Горбун не стал вставать. Руж толкнул дверь и вышел, и теперь музыка лилась сквозь стену и из окна, лилась, не переставая. Она сопровождала его до самого переулка, и только там, нить за нитью, начала таять и растворяться в воздухе. Руж быстро шагал в лучах солнца; вокруг была благодать, и солома в пыли блестела, как золотые цепочки часов.

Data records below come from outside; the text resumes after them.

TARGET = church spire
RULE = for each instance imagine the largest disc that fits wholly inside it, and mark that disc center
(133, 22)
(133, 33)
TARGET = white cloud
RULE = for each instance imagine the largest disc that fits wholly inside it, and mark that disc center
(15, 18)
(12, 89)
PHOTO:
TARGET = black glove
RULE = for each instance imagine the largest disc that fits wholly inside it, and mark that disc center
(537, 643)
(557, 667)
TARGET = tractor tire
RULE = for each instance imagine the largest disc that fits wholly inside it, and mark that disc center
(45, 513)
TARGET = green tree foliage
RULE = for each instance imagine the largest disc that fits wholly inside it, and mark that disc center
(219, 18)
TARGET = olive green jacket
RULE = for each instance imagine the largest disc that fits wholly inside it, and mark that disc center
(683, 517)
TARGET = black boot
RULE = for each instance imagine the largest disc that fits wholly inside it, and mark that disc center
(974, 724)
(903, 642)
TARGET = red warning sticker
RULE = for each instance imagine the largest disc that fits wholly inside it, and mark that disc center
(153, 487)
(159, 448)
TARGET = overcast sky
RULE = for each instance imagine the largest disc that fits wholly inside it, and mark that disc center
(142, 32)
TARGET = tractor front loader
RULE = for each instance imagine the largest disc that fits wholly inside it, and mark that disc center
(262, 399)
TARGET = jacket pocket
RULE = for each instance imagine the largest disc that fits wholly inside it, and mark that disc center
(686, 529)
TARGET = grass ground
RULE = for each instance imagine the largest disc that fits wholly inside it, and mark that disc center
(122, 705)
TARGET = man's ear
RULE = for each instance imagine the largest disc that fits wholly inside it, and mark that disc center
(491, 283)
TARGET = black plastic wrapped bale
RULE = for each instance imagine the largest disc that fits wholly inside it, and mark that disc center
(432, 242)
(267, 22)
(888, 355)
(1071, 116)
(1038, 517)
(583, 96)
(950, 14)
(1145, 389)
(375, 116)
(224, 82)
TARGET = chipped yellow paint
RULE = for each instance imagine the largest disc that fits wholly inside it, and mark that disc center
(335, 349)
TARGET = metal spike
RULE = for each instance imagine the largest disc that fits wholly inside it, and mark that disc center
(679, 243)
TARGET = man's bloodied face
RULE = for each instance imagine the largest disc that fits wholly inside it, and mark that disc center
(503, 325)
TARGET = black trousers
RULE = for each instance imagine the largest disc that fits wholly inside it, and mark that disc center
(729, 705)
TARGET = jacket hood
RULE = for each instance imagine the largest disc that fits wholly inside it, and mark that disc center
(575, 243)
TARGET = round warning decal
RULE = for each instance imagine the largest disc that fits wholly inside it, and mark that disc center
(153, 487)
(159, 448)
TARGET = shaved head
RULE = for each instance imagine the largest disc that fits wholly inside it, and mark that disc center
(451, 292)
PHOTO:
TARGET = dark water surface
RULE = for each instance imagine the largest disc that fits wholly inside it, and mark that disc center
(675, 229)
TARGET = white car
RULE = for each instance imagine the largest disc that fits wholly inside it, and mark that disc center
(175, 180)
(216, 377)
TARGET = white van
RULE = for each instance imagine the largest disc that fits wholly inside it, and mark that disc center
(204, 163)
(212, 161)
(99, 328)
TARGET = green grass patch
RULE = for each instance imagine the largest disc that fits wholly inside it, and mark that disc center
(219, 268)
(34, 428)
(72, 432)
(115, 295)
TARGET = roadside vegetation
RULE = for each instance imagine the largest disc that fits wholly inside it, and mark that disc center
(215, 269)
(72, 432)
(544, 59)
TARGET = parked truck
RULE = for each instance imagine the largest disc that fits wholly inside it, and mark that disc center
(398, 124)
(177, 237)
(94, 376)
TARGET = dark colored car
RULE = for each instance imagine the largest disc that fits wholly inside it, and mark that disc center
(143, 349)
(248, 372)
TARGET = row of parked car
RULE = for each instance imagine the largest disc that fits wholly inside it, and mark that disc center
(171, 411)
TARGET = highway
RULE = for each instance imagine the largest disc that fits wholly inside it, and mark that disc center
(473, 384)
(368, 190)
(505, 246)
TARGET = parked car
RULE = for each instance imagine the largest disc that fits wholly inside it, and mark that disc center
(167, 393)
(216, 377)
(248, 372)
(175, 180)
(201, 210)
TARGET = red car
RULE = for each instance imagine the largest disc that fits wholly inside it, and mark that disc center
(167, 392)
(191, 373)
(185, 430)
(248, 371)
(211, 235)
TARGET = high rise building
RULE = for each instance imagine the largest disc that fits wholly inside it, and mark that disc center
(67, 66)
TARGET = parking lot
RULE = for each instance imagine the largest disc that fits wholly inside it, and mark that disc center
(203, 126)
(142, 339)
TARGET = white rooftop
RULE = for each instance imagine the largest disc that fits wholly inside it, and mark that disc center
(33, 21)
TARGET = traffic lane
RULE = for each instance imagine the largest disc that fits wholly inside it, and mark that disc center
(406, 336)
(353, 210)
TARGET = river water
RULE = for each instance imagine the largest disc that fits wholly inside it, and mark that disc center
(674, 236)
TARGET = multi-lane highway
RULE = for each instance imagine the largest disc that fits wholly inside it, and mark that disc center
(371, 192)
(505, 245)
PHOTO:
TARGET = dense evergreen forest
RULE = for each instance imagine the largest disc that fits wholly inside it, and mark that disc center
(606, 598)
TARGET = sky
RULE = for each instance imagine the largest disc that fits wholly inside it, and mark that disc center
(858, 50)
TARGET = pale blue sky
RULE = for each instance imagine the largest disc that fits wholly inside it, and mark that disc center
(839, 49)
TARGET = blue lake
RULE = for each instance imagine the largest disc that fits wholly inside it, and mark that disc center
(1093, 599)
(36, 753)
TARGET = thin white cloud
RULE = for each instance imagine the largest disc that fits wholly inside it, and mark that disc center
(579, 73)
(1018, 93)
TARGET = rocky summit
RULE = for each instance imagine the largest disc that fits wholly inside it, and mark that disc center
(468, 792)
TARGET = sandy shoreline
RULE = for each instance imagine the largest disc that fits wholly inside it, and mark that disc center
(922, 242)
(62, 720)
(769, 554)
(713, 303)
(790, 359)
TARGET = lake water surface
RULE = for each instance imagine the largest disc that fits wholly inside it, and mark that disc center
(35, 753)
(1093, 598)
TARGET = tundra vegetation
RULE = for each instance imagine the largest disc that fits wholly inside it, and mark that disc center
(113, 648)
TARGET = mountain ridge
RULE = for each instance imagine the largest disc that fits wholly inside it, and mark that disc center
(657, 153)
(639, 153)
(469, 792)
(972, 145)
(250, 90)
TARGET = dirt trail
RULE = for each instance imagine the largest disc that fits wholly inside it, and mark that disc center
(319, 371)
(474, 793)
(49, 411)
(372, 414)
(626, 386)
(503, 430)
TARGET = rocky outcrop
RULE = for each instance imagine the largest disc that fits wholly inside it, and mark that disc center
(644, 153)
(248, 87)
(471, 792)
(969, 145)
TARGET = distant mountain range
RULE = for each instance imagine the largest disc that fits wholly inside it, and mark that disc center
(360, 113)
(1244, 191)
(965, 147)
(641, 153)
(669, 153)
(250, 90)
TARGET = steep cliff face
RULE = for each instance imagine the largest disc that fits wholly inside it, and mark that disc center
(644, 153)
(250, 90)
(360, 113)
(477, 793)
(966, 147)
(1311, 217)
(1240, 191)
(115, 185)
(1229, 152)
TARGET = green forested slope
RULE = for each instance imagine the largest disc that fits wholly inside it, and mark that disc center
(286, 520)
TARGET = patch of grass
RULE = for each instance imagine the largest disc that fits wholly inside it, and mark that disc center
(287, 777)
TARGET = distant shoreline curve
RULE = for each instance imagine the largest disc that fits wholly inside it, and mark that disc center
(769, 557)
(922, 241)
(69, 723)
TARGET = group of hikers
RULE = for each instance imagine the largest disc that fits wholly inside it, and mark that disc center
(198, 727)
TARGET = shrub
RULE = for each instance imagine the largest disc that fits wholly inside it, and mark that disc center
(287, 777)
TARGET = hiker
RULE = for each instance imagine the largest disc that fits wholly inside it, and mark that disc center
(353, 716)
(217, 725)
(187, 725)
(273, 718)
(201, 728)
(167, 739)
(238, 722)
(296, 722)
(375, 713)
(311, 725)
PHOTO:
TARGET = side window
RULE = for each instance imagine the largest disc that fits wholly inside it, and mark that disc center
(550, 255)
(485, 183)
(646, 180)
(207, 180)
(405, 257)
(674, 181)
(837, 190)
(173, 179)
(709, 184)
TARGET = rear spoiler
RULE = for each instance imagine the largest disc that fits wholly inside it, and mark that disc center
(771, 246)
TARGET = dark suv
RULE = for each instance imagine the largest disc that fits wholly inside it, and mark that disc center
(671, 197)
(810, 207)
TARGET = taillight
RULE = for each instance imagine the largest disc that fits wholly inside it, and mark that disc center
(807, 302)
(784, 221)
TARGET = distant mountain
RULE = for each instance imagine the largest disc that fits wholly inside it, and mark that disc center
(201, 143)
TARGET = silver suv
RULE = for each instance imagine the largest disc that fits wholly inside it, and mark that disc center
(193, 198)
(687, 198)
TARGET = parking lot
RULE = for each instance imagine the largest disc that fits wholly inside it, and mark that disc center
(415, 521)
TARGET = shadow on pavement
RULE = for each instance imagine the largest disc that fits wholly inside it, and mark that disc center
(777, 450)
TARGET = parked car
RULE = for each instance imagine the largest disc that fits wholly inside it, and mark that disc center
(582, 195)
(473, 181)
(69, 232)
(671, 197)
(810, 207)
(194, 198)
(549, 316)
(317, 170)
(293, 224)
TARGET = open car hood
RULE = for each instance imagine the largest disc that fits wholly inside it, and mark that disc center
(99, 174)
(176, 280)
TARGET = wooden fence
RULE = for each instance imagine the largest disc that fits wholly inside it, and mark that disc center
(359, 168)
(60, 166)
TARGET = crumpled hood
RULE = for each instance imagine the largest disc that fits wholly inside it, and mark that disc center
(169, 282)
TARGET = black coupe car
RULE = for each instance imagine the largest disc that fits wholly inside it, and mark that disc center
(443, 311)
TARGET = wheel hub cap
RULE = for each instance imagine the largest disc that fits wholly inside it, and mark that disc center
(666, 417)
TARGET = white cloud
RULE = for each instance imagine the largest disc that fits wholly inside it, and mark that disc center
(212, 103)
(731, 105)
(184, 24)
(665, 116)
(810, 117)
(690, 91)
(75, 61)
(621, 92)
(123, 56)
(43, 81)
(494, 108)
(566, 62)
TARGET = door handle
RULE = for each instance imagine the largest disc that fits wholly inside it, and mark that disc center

Как хороши были тени от крыш домов, словно по линейке проведенные вдоль дороги. На повороте Руж наступил на ту, что отбрасывала терраса кафе Миллике с уже зазеленевшимися платанами; но и то сказать, она была самой нечеткой, да и места занимала изрядно. Что ж, не грех было показать Миллике, что ему до него нет дела. Пусть знает, что его никто не боится, подумал Руж и срезал угол. Он шел вдоль железной ограды, сквозь которую были видны зеленые столы и сам Миллике. Хозяин кафе и единственный в этот час его клиент; если соскучится, пусть поставит себе стаканчик!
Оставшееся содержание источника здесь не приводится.